Monday, June 22, 2015

Review # 161: "X-Men Epic Collection Vol. 1 - 'Children of the Atom'"

Stan Lee is one hell of a creator. But I don't need to tell you that. His mark on popular culture grows by the day as franchises attached to his name have become multimedia phenomena, shattering records worldwide. Lee deserves all the praise he receives.

However, he is not perfect.

Stan Lee could never write dialogue worth a damn and he was a hindrance to his own artists. Lee was afraid to let the pictures tell the story and would over-describe every piece of action in each of his books. As a reader, it's maddening as going through Marvel's early boom period becomes a slog. In many cases - like in Fantastic Four or Spider-Man where he was firing off on all cylanders - it's tolerable. But when the creative juices aren't flowing as well, you end up with something like "The X-Men."

"But wait!" you exclaim. "The X-Men are iconic characters! For years they were the most successful property in Marvel history!" That's correct. And while Stan Lee and Jack Kirby created Cyclops, Jean Grey, Angel, Iceman, Beast, Professor X, Magneto, the Brotherhood, Juggernaut, the Sentinels and many other iconic characters, it's ridiculous the credit them for making these characters popular. As they appear in the early X-Men issues featured in the Epic Collection "Children of the Atom," many are bland and flat or - even worse - unlikable.

Still, it's unfair to suggest Stan and Jack didn't influence what would inspire others in the future and there are many watershed moments to be found in the series' first 23 issues beyond simple character debuts. In issue 3, Stan creates a romantic spark between Scott and Jean, reinvents Beast - who had been your average lug for the first two issues - as a scholar, turns Bobby into a prankster and gives Warren a rich family. In issue 12 - really a turning point for storytelling - he introduces Juggernaut as Xavier's half-brother in a brilliant origin story that finally gives one of the X-Men villains chops. In issue 14, Stan makes his most important move: suggesting mutants are hated and feared. That continues to define the X-Men today.

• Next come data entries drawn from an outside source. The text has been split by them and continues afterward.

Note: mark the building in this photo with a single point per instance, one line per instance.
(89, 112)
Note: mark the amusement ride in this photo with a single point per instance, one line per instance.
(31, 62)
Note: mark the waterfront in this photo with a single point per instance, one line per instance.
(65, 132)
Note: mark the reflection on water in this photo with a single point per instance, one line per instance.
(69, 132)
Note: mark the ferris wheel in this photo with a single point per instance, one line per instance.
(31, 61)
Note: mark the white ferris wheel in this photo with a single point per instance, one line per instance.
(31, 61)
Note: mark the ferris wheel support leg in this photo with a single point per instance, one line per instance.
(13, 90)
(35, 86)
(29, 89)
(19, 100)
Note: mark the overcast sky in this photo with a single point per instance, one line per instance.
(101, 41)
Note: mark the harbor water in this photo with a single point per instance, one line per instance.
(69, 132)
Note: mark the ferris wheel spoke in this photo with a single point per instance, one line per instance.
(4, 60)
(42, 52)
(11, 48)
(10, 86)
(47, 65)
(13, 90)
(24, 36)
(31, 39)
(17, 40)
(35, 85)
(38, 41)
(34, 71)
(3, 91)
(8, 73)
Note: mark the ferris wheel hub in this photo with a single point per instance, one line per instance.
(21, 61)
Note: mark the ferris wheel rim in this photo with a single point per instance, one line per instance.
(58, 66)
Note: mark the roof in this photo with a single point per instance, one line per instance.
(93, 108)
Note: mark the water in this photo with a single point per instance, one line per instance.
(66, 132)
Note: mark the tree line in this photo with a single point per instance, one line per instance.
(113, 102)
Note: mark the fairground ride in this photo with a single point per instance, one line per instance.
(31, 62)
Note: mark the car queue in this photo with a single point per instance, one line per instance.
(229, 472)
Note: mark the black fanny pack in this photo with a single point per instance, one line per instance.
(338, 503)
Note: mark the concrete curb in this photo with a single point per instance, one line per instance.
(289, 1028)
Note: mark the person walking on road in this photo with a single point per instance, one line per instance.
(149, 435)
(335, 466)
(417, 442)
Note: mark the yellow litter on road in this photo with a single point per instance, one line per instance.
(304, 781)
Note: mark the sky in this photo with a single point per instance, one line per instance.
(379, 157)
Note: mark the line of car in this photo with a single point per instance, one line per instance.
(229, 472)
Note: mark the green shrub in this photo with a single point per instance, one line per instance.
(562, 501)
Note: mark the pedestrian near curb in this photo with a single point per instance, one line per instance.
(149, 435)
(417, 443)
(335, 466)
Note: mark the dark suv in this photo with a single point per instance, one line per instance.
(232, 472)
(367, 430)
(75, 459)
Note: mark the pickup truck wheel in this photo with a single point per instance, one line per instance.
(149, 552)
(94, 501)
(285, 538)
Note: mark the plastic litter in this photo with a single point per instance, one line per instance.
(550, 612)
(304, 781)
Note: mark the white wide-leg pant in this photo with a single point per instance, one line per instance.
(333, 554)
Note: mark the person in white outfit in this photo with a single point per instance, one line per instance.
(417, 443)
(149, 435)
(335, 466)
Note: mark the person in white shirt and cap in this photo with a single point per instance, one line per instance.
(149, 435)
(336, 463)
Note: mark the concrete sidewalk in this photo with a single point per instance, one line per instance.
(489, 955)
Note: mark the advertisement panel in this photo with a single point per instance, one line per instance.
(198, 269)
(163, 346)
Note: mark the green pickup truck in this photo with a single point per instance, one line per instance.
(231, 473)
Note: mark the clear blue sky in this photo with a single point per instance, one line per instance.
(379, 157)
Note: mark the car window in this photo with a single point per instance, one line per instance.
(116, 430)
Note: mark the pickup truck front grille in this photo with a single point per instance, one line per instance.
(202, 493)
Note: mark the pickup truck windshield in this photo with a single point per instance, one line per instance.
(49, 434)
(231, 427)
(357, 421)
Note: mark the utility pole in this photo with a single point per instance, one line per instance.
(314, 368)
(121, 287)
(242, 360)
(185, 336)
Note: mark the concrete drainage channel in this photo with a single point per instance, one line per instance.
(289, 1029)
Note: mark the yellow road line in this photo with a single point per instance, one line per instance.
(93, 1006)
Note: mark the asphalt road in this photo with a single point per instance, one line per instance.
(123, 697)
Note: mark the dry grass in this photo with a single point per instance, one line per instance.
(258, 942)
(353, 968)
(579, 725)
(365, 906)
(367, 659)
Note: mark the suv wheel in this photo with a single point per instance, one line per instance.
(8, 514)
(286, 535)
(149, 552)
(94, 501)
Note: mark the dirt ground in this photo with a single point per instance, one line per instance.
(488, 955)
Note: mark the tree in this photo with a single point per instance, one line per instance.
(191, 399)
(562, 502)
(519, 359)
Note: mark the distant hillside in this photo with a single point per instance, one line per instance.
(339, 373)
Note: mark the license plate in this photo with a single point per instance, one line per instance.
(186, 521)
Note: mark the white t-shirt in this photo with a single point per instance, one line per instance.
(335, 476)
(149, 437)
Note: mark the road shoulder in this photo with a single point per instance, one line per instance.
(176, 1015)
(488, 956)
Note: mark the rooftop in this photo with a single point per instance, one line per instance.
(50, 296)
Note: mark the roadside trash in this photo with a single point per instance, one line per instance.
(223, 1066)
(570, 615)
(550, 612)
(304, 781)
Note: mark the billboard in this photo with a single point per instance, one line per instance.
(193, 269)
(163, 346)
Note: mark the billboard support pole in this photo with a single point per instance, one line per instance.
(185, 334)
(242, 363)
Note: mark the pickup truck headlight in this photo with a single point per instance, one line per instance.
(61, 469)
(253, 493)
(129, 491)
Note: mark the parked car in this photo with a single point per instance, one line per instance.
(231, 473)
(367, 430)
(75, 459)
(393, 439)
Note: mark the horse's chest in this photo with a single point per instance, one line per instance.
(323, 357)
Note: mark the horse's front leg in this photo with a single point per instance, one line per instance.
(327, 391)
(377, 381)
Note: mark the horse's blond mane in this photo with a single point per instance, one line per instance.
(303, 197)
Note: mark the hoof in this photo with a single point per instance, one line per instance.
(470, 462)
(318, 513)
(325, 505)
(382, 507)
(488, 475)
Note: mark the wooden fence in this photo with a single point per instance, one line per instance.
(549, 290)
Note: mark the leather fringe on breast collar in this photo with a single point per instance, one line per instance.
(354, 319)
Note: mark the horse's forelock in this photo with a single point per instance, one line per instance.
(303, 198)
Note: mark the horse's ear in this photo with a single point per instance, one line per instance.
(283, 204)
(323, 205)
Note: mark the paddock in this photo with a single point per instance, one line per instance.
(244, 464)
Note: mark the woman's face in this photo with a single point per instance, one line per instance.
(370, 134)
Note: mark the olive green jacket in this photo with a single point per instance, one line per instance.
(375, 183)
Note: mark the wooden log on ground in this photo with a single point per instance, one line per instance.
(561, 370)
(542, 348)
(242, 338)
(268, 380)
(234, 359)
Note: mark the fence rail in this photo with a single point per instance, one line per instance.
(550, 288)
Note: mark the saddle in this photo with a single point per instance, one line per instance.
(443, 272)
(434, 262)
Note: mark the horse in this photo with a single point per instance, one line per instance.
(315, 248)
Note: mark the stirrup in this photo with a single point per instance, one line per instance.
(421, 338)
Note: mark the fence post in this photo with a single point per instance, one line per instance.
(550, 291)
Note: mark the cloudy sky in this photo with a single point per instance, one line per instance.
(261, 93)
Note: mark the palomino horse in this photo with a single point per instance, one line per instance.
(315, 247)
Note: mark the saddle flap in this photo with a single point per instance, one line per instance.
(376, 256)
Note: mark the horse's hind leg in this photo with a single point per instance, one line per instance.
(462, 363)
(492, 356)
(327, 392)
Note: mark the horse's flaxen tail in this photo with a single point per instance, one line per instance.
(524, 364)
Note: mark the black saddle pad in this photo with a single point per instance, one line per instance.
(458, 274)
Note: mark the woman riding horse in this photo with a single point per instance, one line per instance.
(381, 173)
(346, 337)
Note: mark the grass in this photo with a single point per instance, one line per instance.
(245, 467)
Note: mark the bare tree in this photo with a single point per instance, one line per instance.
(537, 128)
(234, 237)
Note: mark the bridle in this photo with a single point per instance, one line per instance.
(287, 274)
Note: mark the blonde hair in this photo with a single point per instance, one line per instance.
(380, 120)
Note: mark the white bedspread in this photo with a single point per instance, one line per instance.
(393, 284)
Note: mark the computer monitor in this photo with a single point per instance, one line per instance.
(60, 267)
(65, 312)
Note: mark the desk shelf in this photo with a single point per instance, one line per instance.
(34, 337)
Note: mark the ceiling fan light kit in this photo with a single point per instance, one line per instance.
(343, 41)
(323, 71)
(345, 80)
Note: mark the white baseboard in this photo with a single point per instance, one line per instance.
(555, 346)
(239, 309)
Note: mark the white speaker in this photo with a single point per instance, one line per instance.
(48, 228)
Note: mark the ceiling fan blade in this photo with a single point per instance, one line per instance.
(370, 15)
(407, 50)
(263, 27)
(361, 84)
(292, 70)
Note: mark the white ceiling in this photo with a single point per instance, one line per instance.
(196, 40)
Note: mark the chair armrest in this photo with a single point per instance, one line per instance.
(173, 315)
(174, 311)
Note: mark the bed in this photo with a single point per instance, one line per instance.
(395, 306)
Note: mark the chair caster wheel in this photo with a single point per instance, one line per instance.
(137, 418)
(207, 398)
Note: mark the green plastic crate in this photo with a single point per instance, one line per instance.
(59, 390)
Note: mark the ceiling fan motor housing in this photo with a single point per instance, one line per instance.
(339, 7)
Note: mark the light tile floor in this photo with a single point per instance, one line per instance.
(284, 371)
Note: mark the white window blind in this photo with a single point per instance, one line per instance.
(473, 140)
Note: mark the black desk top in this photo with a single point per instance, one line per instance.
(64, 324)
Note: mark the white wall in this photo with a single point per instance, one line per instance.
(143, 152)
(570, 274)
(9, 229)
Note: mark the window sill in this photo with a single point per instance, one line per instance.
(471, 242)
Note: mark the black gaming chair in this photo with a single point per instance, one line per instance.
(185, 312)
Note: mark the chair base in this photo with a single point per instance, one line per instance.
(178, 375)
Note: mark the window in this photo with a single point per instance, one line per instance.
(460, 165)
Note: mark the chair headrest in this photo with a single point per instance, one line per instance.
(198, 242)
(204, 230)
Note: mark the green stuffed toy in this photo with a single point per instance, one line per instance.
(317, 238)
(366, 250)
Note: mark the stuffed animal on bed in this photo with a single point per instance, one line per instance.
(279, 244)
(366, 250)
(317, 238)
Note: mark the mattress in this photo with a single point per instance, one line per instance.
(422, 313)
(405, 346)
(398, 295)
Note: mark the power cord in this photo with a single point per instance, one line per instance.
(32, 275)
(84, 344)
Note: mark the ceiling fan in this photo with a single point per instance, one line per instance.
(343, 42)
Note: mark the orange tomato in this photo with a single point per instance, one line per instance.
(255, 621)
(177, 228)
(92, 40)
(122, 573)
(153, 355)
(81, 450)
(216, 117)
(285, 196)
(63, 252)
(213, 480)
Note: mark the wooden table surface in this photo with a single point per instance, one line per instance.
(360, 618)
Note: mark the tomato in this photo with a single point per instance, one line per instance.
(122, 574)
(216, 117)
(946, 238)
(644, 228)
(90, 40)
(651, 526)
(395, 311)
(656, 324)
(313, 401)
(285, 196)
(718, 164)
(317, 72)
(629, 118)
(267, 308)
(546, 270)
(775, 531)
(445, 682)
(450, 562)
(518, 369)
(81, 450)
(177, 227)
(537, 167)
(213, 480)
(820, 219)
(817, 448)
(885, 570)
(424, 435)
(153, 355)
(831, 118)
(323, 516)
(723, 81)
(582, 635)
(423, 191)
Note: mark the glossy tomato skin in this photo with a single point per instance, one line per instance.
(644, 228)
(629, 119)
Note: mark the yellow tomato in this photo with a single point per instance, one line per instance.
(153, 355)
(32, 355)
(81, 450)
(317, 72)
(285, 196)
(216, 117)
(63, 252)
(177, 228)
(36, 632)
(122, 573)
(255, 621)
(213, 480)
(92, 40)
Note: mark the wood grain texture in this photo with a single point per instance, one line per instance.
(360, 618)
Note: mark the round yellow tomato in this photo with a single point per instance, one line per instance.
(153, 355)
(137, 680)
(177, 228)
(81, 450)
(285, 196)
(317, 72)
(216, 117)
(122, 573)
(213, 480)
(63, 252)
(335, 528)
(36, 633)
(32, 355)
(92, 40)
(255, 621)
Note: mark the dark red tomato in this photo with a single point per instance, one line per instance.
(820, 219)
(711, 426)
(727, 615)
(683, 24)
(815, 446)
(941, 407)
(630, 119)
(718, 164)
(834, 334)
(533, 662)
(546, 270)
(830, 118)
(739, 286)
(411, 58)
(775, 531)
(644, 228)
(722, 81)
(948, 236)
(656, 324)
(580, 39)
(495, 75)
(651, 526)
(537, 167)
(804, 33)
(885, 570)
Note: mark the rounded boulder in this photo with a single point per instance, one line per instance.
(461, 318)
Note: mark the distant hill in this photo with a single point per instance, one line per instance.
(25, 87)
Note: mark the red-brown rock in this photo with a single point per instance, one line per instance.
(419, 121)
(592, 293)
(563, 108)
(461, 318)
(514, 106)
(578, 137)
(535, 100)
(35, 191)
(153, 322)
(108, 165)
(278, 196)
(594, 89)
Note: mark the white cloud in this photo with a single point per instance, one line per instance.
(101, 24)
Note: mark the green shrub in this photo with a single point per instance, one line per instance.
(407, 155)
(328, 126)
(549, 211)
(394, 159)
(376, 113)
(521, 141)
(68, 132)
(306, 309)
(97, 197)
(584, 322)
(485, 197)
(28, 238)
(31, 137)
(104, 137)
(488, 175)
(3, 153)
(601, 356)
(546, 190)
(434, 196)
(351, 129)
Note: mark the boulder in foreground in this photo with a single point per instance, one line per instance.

The problem is - despite all this - the X-Men at this time are scripted poorly. Not only are they bereft of personality or motivation, they are such straight-arrows that it's disgusting. They obey every order Professor Xavier barks at them without question, even when he's being a complete dick - and, trust me, that happens a lot. Xavier yells "SILENCE!" at his students at the drop of a hat, and conveniently neutralizes himself when the team is in trouble. When he reveals to the team that he had feigned losing his psychic powers to that they would have to go at it on their own against Magneto and the Brotherhood (of EVIL Mutants,) I don't know how the team could have possibly stayed on. Maybe their blandness worked as a magnet.

Speaking of which.... LORD, is Magneto ever a lousy villain at this stage. The Master of Magnetism - who is supposed to be this world-level threat - holes himself up in lousy apartments with his Brotherhood when he as a bloody ASTEROID at his disposal. The prime use of his power, it seems, is to threaten others into doing his bidding when he could, y'know... actually be spending this time ripping structures out of the ground. Magneto also gains strange powers at the drop of a hat. Suddenly, in one issue, we find out he's psychic. The next, those powers are gone. Sadly, he's just one cog in the wheel of characters in this book who are nowhere close to being fully realized.

If anything, he's overshadowed by two members of his own team. Quicksilver and Scarlet Witch are by far the best two characters in the early issues of "X-Men." They have personality, they have clear motivation and - most important of all - it is easy to sympathize with them. It's no coincidence that the Maximoffs were ripped from the pages of "The X-Men" and made Avengers. They stand out that much. I suppose it goes to show that "Stan the Man" could still make some magic even when the overall product wasn't working.

Despite all this, it's still fun to go back to the X-Men's roots and find out how it all started. "Children of the Atom" is chock full of history for those who follow it, though it really only serves to show how radically different - and how much better - this book would become after its relaunch more than a decade later. "Giant Size X-Men" by Wein and Cockrum (before handing the reigns to the REAL father of the X-Men, Chris Claremont) is where you start with this franchise; "The X-Men #1" by Lee and Kirby will do nothing more than make you wonder how this property ever became a hit.

Rating: 5.5/10

1 comment:

  1. I recently started re-reading these early issues and was similarly struck by how bland they were, especially in comparison to my memory of them. I had read the first issue in the early '90s and the first Essential volume when it was released around 1999, and I think a lot of the enjoyment I got from them must have been the result of super-imposing what I knew of the franchise -- the animated series, the upcoming movie, the "hated and feared" theme -- onto these stories. Taken on their own merits, though, they definitely rank toward the bottom of Lee & Kirby's early creations at Marvel.